When you go exercise after spending half the day studying differential equations, you’ve worn out your ACC and the exercise feels much harder than it should. Marcora argues that the perceived difficulty itself may cause you to cut off a workout before any genuine physical fatigue sets in.35
There’s no “handbrake” in the brain as in Noakes suggests. Instead, as we exercise and gradually tire out, neural output from the brain has to increase to keep up the pace.
That increased output translates into feelings of difficulty. Fatigue happens when the feeling out-does your motivation to keep going and to ignore the pain.36
We don’t have to worry over the nuances of the scientific back-and-forth. The
competing models differ in detail but agree on the key point: the brain is receptive to physical signs of fatigue as well as being the site of mental fatigue. The two fatigue processes seem to share many of the same circuits, and both involve changes in brain activity that we experience, subjectively, as feelings of difficulty and a loss of performance. Likewise, those same fatigue-induced changes lead directly to “coping behavior”.

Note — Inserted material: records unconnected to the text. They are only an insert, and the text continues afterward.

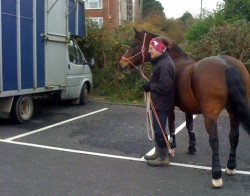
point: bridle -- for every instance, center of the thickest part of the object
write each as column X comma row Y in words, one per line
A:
column 139, row 68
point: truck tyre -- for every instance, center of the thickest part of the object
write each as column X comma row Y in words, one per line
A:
column 84, row 94
column 22, row 109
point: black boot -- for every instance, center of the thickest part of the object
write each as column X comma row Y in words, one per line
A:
column 153, row 156
column 162, row 160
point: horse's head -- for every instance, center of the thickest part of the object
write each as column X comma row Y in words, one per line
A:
column 137, row 53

Or, more simply: As exercise feels harder, whether from mental or physical tiredness, you’re more likely to stop doing it and it’s more likely to make you feel bad afterwards.
Calling fatigue an altered brain state or an illusion of the senses isn’t meant to discount the feeling. The sensation itself may be “just a feeling”, but the change in brain state, and the reduction of neural output, most assuredly is not. Fatigue markers can impair performance just as sure as any injury.37
Confirming this, Romain Meeusen of Belgium’s Vrije Universiteit has shown that the feeling of fatigue happens as a consequence of altered neurological activity, specifically the behavior of two important neurotransmitters.38
Back in 1987, Eric Newsholme proposed that transmission of serotonin in the brain increases during exercise, leading to feelings of lethargy and contentment as well as a perception of fatigue. Newsholme called this the serotonin hypothesis of fatigue.
Meeusen’s research found that elevated serotonin is only half of the central fatigue equation. Dopamine, another neurotransmitter involved in motivation and motor control, also increases during intense exercise. But Meeusen found that, at the point of exhaustion, dopamine levels drop off sharply. We experience central fatigue after that dopamine crash, while serotonin is still high, and it fs this ratio between dopamine and serotonin that matters in our perception of tiredness.39
Meeusen warns that there is no one pathway that completely governs fatigue.
Serotonin and dopamine, while likely an important piece of the puzzle, are only two players in a complex game of arousal and inhibition. He points to the brain’s store of glycogen fuel, which is a paltry 1.5 grams when maxed out, as another factor worth consideration. The brain fs energy usage is so high that even small changes in glycogen make a big difference in our perceived energy levels. Intense focus and concentration depletes brain glycogen, perhaps explaining why studying all night, or spending 10 hours behind the wheel, wears you out.